Sebastian Weber läuft über den Platz vor der Parkarena in Neukieritzsch. Gleich tagt hier am späten Mittwochnachmittag der Kreistag des Landkreises Leipzig. Er wird unter anderem über Finanzhilfen für die Klinik in Wurzen entscheiden, für deren Erhalt Hunderte vor dem Kreistag demonstrieren. Weber filmt und streamt die Demo live auf seinem Kanal »Weichreite TV«. »Das wird eine sehr interessante Kreistagssitzung«, kommentiert er, »das habe ich noch nicht erlebt«. In Erinnerung dürfte ihm die Sitzung auch wegen eines anderen Tagesordnungspunkts bleiben.
Denn Weber sitzt für die AfD im Kreistag und wollte eigentlich auf Vorschlag seiner Fraktion hin in den Jugendhilfeausschuss gewählt werden. Dass daraus nichts wird, erfuhr er »erst kurz vor der Kreistagssitzung«, schreibt er dem kreuzer. Dabei war die Sache schon am Vortag klar: Weil die AfD einen ihrer Kreisräte ausgeschlossen hatte, verlor sie einen Sitz in besagtem Ausschuss. Die Fraktion ist damit nicht mehr groß genug, um wie bisher zwei Plätze zu beanspruchen. Der Ausgeschlossene ist Sven Großer, der bereits im April 2021 wegen Volksverhetzung angezeigt wurde. Er hatte auf Telegram einen Beitrag geteilt, in dem der Holocaust als Lüge bezeichnet wurde.
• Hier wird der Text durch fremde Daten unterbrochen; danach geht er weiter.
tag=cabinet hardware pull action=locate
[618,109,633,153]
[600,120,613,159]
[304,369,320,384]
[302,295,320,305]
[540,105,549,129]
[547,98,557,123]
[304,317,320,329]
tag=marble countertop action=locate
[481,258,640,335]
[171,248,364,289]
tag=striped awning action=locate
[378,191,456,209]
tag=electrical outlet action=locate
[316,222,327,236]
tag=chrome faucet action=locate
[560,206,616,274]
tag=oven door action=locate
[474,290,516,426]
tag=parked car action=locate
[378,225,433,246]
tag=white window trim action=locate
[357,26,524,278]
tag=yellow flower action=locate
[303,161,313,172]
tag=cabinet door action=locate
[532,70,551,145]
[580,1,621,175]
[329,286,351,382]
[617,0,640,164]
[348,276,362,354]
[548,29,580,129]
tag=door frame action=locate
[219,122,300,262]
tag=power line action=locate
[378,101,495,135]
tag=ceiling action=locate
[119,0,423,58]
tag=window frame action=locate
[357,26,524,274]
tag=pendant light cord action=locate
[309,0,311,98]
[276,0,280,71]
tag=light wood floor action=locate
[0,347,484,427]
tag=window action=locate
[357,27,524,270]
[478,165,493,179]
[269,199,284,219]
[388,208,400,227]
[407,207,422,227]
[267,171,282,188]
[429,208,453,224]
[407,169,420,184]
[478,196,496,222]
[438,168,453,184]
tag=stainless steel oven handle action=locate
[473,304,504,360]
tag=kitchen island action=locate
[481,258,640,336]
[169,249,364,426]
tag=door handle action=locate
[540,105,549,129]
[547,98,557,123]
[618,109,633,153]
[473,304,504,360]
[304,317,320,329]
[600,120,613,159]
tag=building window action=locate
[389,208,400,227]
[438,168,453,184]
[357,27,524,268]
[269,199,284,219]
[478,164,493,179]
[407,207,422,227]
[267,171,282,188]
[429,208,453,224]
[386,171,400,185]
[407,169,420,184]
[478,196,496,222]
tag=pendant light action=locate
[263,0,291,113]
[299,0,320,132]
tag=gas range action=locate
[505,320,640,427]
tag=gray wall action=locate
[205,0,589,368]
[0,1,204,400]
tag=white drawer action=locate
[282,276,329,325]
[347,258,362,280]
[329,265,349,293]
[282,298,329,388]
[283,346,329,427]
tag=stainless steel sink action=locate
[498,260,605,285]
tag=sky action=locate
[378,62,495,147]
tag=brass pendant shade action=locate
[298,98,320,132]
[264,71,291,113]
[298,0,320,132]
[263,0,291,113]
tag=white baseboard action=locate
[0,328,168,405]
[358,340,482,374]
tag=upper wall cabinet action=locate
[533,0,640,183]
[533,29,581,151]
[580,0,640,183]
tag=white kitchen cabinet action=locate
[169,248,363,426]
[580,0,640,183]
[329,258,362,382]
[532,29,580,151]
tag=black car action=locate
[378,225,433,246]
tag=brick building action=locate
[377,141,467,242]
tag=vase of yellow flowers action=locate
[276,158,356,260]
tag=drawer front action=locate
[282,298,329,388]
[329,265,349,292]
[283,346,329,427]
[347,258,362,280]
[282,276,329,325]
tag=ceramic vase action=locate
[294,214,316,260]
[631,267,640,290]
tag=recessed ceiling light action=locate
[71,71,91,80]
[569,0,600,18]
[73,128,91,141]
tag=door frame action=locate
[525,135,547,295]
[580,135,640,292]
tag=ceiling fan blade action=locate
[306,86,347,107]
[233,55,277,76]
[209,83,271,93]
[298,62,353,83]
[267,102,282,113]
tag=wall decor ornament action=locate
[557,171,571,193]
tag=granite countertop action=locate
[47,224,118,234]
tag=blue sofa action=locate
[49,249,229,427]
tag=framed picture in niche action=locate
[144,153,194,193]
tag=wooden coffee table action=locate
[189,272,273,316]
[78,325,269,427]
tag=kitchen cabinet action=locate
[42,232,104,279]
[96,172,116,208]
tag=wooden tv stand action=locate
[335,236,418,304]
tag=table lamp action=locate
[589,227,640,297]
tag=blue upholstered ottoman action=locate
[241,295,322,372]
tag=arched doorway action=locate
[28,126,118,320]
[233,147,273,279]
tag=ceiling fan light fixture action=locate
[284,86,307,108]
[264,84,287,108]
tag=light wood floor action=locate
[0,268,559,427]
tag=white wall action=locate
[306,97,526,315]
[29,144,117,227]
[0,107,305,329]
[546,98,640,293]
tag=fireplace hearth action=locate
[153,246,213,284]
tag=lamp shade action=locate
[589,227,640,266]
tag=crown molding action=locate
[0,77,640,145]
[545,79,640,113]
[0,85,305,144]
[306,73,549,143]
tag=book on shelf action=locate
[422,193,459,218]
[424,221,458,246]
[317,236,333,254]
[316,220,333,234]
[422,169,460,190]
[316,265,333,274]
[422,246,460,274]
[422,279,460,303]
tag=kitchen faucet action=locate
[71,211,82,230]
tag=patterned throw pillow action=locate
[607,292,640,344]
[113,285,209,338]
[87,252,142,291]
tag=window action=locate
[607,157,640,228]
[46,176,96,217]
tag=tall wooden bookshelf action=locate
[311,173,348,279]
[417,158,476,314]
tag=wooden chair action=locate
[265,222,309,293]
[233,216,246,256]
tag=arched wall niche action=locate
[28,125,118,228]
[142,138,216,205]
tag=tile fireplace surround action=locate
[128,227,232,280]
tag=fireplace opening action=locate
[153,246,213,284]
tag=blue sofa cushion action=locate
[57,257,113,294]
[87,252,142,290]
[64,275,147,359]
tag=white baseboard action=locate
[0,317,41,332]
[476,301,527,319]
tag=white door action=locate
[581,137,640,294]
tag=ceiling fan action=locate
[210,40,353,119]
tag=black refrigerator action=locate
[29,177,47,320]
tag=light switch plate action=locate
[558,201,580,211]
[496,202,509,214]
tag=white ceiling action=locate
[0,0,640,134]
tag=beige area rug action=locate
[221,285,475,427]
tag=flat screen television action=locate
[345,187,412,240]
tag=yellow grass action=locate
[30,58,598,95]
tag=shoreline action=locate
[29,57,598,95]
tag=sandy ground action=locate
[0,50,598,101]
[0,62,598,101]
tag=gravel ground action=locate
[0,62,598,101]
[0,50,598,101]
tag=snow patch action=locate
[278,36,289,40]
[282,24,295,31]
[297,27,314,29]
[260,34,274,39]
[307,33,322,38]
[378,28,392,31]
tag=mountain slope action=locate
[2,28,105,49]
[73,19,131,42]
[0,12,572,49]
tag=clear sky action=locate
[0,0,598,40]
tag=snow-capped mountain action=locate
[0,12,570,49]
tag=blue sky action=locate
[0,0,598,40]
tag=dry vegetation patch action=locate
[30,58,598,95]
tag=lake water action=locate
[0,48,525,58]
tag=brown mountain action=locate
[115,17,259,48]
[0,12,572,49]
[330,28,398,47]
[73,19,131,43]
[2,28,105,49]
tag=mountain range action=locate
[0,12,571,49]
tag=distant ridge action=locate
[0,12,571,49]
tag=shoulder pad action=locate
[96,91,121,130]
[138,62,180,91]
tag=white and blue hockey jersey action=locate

Jetzt verhinderte sein Ausscheiden aus der Fraktion, dass Sebastian Weber vom Stellvertreter zum ordentlichen Mitglied im Jugendhilfeausschuss aufsteigen konnte. Stattdessen durften die Grünen vorschlagen, wer den freien Platz im Ausschuss besetzen soll. Die Wahl fiel auf Diane Apitz. »Natürlich freuen wir uns darüber, diesen Platz bekommen zu haben«, sagt sie dem kreuzer. Bisher waren die Grünen nicht im Ausschuss vertreten. Apitz habe ihn trotzdem davor schon besucht, »einfach weil es so ein wichtiges Thema ist«. Sie wolle sich unter anderem dafür einsetzen, dass das frisch beschlossene Konzept zur Jugendbeteiligung zügig umgesetzt wird.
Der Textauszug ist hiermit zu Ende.